Le chef de la diplomatie turque a pour sa part jugé les conclusions des observateurs «biaisées» et «inacceptables».

Les deux principaux partis d'opposition, le CHP (social-démocrate) et le HDP (prokurde), sont allés plus loin et ont dénoncé des «manipulations» pendant le scrutin, annonçant leur intention de demander le recomptage des voix.

En cause, la décision du Haut-Conseil électoral (YSK), de considérer comme valides les bulletins non marqués du sceau officiel des autorités électorales. L'opposition y a vu une manoeuvre rendant possibles des fraudes.

«Des modifications tardives dans la procédure de comptage (des voix) ont supprimé un important garde-fou» contre les fraudes, selon le rapport des observateurs.

Ton de défi envers l'Europe

M. Erdogan a aussi adopté un ton ferme à l'égard l'Union européenne, évoquant l'organisation d'un référendum pour décider de poursuivre ou non les négociations d'adhésion de la Turquie «Ils nous font attendre à la porte de l'Union européenne depuis 54 ans, n'est-ce pas ? (...) Nous pourrons aller au-devant de notre peuple, et nous obéirons à sa décision», a lancé M. Erdogan, sans avancer de date pour une éventuelle initiative de ce type.

Il avait lancé la veille l'idée d'un référendum sur le rétablissement de la peine de mort.

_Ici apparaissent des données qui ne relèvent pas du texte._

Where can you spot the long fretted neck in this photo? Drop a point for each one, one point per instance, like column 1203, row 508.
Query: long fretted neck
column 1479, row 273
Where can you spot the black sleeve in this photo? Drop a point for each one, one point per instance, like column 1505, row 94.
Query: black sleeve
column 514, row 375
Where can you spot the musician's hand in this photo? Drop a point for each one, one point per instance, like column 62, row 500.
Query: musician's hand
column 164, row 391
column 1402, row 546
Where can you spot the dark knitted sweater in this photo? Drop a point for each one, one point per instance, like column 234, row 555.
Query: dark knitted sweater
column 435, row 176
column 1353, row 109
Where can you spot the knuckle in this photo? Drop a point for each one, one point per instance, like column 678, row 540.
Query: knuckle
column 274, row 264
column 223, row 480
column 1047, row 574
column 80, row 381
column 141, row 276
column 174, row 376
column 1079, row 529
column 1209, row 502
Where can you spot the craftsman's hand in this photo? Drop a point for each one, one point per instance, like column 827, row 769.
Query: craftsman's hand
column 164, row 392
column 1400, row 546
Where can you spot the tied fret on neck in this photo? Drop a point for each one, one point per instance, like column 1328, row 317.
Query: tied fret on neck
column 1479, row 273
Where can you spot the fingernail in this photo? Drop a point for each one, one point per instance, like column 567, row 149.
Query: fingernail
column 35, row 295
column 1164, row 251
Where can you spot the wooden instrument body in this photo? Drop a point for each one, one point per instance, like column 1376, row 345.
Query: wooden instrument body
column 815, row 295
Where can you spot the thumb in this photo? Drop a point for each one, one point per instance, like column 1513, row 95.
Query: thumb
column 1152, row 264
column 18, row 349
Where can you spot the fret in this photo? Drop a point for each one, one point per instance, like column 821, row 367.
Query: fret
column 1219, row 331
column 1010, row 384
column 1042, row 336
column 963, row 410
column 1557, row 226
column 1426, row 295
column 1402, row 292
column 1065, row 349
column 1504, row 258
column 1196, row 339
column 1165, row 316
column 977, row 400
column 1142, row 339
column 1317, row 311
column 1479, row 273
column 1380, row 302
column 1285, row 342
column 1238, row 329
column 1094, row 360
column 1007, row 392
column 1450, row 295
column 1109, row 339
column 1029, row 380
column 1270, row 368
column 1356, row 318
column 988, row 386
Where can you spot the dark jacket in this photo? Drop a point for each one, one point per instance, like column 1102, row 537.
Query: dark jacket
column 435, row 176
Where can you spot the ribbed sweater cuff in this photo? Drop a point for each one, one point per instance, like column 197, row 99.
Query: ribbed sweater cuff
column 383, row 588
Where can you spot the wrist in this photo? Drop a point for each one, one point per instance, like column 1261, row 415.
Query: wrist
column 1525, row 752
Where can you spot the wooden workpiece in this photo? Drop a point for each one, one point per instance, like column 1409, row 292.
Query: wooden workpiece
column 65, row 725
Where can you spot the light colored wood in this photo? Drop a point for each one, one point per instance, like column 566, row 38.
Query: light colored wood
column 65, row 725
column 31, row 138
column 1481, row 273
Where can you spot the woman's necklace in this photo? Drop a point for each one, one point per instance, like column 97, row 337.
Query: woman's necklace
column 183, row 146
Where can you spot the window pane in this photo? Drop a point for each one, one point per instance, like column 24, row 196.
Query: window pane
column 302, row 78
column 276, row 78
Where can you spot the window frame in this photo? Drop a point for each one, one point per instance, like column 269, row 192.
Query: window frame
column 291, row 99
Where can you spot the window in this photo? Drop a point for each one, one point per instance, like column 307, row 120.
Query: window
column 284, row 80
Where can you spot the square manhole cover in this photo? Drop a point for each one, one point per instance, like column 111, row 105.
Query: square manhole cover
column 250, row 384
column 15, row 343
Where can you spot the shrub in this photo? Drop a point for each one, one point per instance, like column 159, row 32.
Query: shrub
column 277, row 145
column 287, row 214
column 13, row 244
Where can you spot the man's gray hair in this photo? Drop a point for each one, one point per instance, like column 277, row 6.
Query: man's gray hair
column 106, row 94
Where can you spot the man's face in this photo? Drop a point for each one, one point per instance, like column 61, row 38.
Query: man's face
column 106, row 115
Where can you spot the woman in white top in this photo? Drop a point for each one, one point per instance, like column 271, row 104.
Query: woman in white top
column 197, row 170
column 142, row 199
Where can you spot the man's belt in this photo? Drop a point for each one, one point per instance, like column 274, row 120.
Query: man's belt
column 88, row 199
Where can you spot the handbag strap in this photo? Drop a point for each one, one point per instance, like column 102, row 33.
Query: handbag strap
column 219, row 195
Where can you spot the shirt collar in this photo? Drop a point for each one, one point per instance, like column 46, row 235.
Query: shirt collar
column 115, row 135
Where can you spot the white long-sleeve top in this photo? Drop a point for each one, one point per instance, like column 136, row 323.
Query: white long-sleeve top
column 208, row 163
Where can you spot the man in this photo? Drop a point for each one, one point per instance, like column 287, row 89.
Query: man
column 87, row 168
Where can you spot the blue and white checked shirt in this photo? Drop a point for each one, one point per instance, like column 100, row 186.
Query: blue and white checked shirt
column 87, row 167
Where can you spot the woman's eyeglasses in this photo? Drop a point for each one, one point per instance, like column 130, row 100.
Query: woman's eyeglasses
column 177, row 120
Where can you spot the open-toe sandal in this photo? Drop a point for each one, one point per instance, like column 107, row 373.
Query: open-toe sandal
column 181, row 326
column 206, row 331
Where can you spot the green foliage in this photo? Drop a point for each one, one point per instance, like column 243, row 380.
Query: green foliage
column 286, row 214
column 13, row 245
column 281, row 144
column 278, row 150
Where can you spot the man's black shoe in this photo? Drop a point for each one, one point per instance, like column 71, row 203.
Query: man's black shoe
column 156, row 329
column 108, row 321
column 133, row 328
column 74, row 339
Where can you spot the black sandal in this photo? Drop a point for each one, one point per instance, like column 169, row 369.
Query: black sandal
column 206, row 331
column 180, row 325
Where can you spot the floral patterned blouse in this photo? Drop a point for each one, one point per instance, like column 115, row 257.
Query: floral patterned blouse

Paris a averti lundi qu'une telle mesure provoquerait une «rupture» avec l'Europe.

Les relations entre Ankara et l'UE se sont fortement tendues ces derniers mois, le président turc accusant certains dirigeants européens d'avoir recours à des «pratiques nazies» après l'annulation de rassemblements pro-Erdogan, notamment en Allemagne et aux Pays-Bas.

«L'Union européenne menace de geler les négociations. À vrai dire, ce n'est pas très important pour nous. Qu'ils nous communiquent leur décision !», a ajouté M. Erdogan.

Avant son discours au palais, M. Erdogan s'est offert une parade triomphale dans les rues de la capitale à son retour d'Istanbul.

Accueilli par une foule de partisans devant l'aéroport Esenboga, M. Erdogan s'est dirigé en cortège vers le palais présidentiel sous les vivats de partisans massés le long des routes.

Liens renoués avec son parti

Mais à Istanbul, au moins 2000 personnes sont descendues dans les rues lundi soir pour contester le résultat du référendum, scandant «côte à côte contre le fascisme».

Avec sa victoire, M. Erdogan, qui a échappé à une tentative de putsch le 15 juillet, pourrait en théorie rester à la tête de l'État jusqu'en 2029. Il a occupé le poste de chef du gouvernement entre 2003 et 2014, avant d'être élu président.

Faisant fi des contestations de l'opposition, le parti au pouvoir (AKP) a d'ores et déjà annoncé qu'il proposerait fin avril à M. Erdogan de retrouver sa place dans ses rangs, premier point de la réforme -il ne pouvait jusqu'alors pas rejoindre un parti-, dont la plupart des volets entreront en vigueur après les élections présidentielles et législatives de 2019.

Dans la soirée, le Conseil national de sécurité turc a approuvé la prolongation de l'état d'urgence, pour la troisième fois depuis son entrée en vigueur après le putsch avorté.

«Je ne pense pas qu'Erdogan va s'écarter de l'approche musclée de la politique qu'il a adoptée jusqu'à présent», estime Fadi Hakura, du centre de réflexion londonien Chatham House. «Il risque de mettre les bouchées doubles sur sa ligne très dure».

Mais pour Murat Yetkin, rédacteur en chef du quotidien anglophone Hurriyet Daily News, «cette victoire étriquée ne l'autorisera pas à agir aussi librement qu'il le pourrait avec une marge plus importante».